GCHQ uncovers Jihadists’ government hack attack

The Daily Telegraph has reported that jihadists in Syria have hacked into ministerial email accounts in a sophisticated espionage operation uncovered by The Government Communications Headquarters (GCHQ).

GCHQ reportedly alerted Whitehall officials in May, with the investigation finding the attempts to steal information from the personal correspondence of several of David Cameron’s senior ministers, including Home Secretary Teresa May.

If accessed, the emails could have disclosed events that government figures and members of the royal family were expected to attend, thereby effectively providing the hackers with a list of potential targets.

Despite the Telegraph reporting that the cyber attack did happen, the report goes on the state that no security breach occurred, which has left everyone a little bemused.

The report by the newspaper also states that one of the ringleaders of the attack was killed in a drone strike operation backed by the Prime Minister which came to light earlier this week.

The GCHQ has declined to comment on the report, stating that they don’t comment on intelligence matters.

For now, we will have to wait and see what happened and if indeed a security breach did occur.

The post GCHQ Uncovers Jihadists’ Hacking Efforts appeared first on IT SECURITY GURU.

UPDATE: Keith Poyser, Managing Director EMEA at Accellion, has been on hand to lend his views:

Are you surprised by this news?

"Details of this hack are still emerging.
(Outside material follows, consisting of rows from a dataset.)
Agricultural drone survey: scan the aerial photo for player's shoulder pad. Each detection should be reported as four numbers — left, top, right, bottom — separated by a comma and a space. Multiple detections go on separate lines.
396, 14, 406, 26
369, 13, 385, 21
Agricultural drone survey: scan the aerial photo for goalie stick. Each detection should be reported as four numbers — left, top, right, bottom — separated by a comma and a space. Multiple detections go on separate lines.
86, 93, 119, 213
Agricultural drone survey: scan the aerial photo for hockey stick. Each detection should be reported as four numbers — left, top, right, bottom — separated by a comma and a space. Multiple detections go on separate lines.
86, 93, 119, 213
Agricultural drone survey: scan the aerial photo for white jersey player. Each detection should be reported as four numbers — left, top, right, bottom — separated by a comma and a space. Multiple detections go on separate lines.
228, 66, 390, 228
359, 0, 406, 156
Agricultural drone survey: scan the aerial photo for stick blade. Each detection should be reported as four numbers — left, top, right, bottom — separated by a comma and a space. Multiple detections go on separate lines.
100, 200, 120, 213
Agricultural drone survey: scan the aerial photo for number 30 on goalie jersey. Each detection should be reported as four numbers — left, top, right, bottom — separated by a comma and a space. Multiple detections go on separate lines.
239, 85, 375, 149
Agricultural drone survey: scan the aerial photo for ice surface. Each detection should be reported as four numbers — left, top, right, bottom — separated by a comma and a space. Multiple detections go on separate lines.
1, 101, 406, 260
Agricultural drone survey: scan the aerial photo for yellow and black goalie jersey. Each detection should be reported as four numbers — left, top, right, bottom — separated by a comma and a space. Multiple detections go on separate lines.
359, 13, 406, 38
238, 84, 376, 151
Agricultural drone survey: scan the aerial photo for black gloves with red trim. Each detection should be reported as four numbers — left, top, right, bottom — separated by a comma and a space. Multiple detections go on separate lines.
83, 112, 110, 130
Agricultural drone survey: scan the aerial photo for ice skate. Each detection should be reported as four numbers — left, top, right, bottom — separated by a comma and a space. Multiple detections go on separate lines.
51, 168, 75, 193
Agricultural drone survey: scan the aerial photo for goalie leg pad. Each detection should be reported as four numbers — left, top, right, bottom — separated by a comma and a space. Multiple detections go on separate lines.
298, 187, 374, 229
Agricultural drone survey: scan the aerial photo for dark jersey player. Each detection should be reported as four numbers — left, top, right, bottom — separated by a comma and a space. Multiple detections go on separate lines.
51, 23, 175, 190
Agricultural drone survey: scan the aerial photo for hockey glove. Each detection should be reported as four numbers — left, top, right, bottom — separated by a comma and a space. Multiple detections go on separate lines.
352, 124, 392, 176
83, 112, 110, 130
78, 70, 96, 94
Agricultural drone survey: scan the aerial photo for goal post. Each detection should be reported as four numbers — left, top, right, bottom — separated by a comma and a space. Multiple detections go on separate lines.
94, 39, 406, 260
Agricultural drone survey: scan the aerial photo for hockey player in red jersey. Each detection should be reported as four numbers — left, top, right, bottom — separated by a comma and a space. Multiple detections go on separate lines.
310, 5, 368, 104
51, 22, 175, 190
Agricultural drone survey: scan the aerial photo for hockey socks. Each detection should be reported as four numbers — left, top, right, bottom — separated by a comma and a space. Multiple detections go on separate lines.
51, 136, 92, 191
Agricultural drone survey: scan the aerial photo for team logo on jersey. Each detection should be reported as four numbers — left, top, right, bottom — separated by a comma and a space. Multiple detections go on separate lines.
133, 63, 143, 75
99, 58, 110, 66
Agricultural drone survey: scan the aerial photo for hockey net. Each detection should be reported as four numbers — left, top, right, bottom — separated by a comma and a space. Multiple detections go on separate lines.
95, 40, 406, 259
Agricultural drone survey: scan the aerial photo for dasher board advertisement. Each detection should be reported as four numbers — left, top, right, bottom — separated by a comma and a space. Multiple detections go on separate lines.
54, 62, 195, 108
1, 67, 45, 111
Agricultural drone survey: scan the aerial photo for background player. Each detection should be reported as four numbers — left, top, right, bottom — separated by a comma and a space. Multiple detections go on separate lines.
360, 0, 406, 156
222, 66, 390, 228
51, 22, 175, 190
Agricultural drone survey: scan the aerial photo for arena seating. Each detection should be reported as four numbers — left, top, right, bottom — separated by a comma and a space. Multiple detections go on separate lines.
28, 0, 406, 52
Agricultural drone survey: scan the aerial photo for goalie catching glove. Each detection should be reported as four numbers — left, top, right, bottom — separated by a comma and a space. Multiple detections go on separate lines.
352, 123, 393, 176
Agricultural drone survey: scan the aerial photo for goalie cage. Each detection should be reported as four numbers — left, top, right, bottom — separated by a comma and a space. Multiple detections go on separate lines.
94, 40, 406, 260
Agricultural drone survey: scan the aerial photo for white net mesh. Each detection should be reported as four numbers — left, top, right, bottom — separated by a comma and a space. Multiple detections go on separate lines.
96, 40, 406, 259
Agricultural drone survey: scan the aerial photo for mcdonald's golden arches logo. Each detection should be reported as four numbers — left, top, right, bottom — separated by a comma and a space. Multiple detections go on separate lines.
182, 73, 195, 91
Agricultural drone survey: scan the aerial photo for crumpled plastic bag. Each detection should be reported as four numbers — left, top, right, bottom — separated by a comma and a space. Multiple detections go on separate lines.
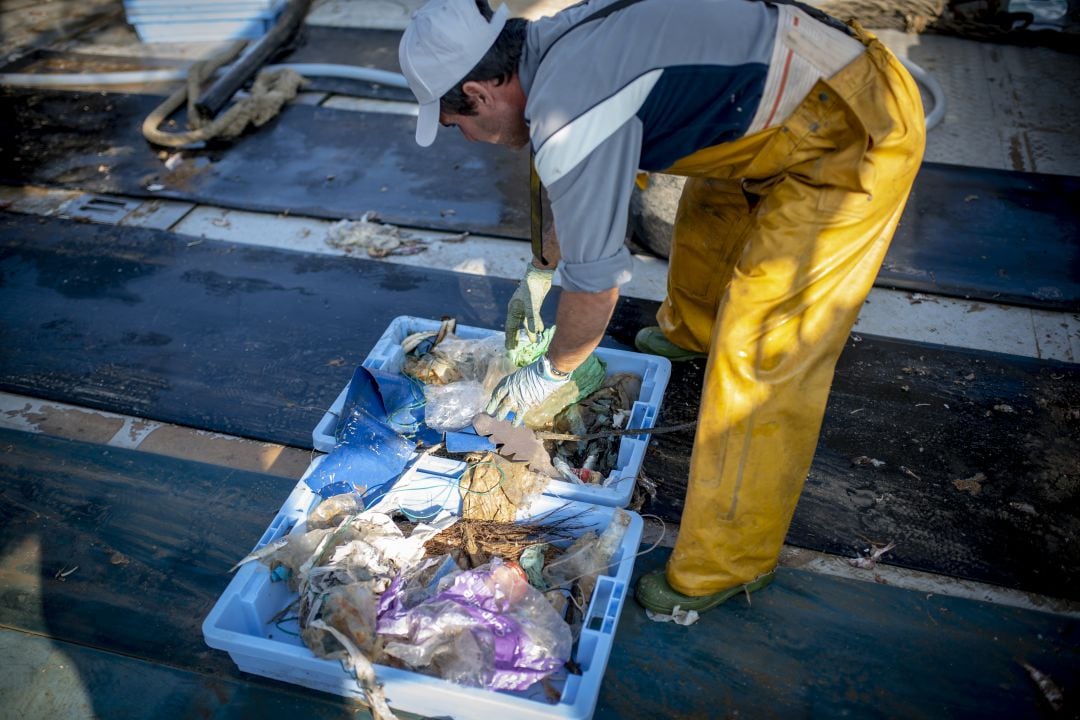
300, 583, 379, 660
543, 507, 630, 604
645, 606, 701, 627
423, 380, 490, 432
378, 558, 573, 690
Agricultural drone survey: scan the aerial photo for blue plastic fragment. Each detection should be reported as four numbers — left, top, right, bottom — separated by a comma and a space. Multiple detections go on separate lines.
335, 366, 442, 445
307, 405, 416, 506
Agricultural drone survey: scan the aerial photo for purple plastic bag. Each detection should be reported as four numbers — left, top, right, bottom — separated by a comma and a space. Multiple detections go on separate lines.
378, 559, 572, 690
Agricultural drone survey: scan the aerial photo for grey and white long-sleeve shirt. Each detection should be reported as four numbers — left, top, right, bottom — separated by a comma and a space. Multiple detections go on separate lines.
519, 0, 863, 293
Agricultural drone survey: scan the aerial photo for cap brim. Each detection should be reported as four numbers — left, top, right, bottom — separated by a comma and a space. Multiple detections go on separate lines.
416, 100, 438, 148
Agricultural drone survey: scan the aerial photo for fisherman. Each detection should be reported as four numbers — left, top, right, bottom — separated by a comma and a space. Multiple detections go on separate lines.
400, 0, 926, 613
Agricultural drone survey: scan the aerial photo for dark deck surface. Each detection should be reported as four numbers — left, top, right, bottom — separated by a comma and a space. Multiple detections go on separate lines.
0, 431, 1080, 718
0, 214, 1080, 598
0, 90, 1080, 310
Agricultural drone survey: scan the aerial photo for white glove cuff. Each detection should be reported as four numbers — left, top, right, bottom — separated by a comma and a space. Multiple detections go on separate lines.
540, 355, 571, 383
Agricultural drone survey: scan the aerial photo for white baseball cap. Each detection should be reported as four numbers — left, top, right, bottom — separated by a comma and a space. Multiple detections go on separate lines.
397, 0, 510, 147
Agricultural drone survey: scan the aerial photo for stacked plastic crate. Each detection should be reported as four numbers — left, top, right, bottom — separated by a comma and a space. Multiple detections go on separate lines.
124, 0, 285, 42
203, 317, 671, 720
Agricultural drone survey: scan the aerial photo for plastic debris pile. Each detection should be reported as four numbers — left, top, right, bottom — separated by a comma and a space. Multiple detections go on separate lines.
237, 493, 630, 718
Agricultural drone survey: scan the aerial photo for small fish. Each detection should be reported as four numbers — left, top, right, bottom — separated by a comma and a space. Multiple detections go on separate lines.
848, 543, 896, 570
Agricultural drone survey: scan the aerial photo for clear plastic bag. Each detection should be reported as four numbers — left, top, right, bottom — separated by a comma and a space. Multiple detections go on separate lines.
543, 507, 630, 604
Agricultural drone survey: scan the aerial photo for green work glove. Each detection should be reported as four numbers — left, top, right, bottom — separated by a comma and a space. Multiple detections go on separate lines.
505, 267, 555, 350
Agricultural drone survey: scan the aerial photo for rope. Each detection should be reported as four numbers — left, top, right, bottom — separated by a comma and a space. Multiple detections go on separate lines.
143, 41, 305, 148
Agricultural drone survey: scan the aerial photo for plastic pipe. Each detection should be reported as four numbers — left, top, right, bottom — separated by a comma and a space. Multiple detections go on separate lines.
195, 0, 311, 118
267, 63, 408, 89
900, 57, 946, 131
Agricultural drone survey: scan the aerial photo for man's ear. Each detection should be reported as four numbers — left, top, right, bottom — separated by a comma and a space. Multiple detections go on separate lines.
461, 80, 492, 105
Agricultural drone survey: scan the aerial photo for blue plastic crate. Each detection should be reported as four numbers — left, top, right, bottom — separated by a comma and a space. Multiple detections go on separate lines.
203, 458, 643, 720
311, 315, 672, 507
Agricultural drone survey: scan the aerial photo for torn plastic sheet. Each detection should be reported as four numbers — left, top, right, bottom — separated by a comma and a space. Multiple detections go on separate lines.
306, 406, 416, 506
335, 366, 442, 445
306, 366, 442, 506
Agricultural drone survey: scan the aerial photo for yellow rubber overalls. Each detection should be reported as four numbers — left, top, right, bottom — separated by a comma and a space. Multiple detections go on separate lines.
657, 18, 926, 596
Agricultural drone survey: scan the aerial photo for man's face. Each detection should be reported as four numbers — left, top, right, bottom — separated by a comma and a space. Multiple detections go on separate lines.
438, 78, 529, 150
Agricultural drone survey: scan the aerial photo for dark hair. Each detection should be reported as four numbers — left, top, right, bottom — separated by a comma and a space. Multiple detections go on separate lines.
440, 0, 528, 116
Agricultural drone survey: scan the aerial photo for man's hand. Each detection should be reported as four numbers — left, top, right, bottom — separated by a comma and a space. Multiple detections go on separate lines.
485, 355, 570, 425
505, 263, 555, 350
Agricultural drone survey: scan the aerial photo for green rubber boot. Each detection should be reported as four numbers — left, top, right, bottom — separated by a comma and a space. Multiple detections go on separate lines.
635, 570, 775, 615
634, 325, 706, 363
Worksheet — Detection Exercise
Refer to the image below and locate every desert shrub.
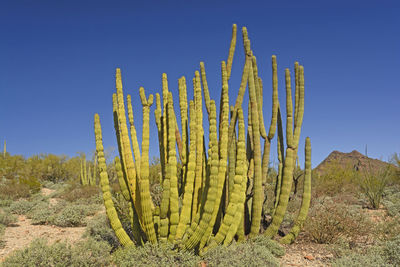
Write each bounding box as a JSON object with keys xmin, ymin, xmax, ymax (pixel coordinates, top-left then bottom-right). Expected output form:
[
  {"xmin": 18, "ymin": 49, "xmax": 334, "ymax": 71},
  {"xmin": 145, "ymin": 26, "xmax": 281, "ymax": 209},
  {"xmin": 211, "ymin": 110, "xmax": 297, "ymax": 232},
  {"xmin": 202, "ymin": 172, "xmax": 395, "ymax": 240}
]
[
  {"xmin": 0, "ymin": 179, "xmax": 31, "ymax": 200},
  {"xmin": 382, "ymin": 235, "xmax": 400, "ymax": 266},
  {"xmin": 49, "ymin": 205, "xmax": 90, "ymax": 227},
  {"xmin": 27, "ymin": 202, "xmax": 54, "ymax": 224},
  {"xmin": 3, "ymin": 239, "xmax": 110, "ymax": 267},
  {"xmin": 304, "ymin": 198, "xmax": 372, "ymax": 244},
  {"xmin": 0, "ymin": 199, "xmax": 14, "ymax": 207},
  {"xmin": 332, "ymin": 251, "xmax": 390, "ymax": 267},
  {"xmin": 8, "ymin": 199, "xmax": 36, "ymax": 215},
  {"xmin": 358, "ymin": 166, "xmax": 392, "ymax": 209},
  {"xmin": 204, "ymin": 238, "xmax": 284, "ymax": 267},
  {"xmin": 0, "ymin": 210, "xmax": 17, "ymax": 226},
  {"xmin": 57, "ymin": 182, "xmax": 100, "ymax": 202},
  {"xmin": 382, "ymin": 186, "xmax": 400, "ymax": 216},
  {"xmin": 372, "ymin": 217, "xmax": 400, "ymax": 241},
  {"xmin": 84, "ymin": 213, "xmax": 120, "ymax": 248},
  {"xmin": 113, "ymin": 243, "xmax": 200, "ymax": 267},
  {"xmin": 312, "ymin": 165, "xmax": 358, "ymax": 197}
]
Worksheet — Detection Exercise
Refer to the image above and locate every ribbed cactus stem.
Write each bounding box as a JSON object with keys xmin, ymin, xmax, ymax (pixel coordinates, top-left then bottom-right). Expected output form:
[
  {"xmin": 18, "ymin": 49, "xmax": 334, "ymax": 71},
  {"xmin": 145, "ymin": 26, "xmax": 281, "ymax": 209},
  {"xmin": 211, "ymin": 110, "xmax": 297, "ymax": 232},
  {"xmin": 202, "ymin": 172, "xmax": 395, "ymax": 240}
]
[
  {"xmin": 271, "ymin": 107, "xmax": 285, "ymax": 216},
  {"xmin": 279, "ymin": 137, "xmax": 311, "ymax": 244},
  {"xmin": 175, "ymin": 101, "xmax": 196, "ymax": 240},
  {"xmin": 226, "ymin": 24, "xmax": 237, "ymax": 80},
  {"xmin": 200, "ymin": 61, "xmax": 229, "ymax": 248},
  {"xmin": 264, "ymin": 69, "xmax": 301, "ymax": 238},
  {"xmin": 126, "ymin": 95, "xmax": 141, "ymax": 173},
  {"xmin": 114, "ymin": 157, "xmax": 131, "ymax": 201},
  {"xmin": 94, "ymin": 114, "xmax": 134, "ymax": 247},
  {"xmin": 115, "ymin": 68, "xmax": 141, "ymax": 207},
  {"xmin": 179, "ymin": 76, "xmax": 188, "ymax": 166},
  {"xmin": 252, "ymin": 56, "xmax": 267, "ymax": 139},
  {"xmin": 182, "ymin": 100, "xmax": 219, "ymax": 250},
  {"xmin": 207, "ymin": 109, "xmax": 246, "ymax": 253},
  {"xmin": 249, "ymin": 48, "xmax": 264, "ymax": 237},
  {"xmin": 200, "ymin": 62, "xmax": 210, "ymax": 116},
  {"xmin": 166, "ymin": 92, "xmax": 179, "ymax": 243},
  {"xmin": 138, "ymin": 87, "xmax": 157, "ymax": 244},
  {"xmin": 192, "ymin": 71, "xmax": 204, "ymax": 218}
]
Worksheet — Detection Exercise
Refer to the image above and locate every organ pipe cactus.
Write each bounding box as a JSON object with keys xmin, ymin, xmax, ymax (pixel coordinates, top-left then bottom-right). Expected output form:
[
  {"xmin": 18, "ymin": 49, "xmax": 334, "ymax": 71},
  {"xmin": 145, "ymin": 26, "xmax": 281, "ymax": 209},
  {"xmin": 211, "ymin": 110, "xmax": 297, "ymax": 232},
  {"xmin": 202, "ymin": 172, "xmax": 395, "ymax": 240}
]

However, if it transpires that this was a public cloud based email system then it is no surprise that a breach occurred in this manner."

How serious is this?

"If public cloud based services are being used, as I suspect they are, then this is an inherently insecure approach that presents a soft target for attacks."

Was it avoidable?

"Hacks like this are often less sophisticated than they seem. This attack may be as simple as an online email service being used, allowing hackers to crack the user name or password of cabinet ministers. If a public cloud service is being used, this is an inherently insecure approach."

What does it say about security at the highest levels of government?

"It is alarming that such high level government officials can be hacked by a terrorist organisation, but we have to recognise that malicious cyber threats, from whichever quarter, are agile, diverse, connected and use appropriate technologies to carry out targeted attacks. That's why every UK business and government department must be prepared to match them.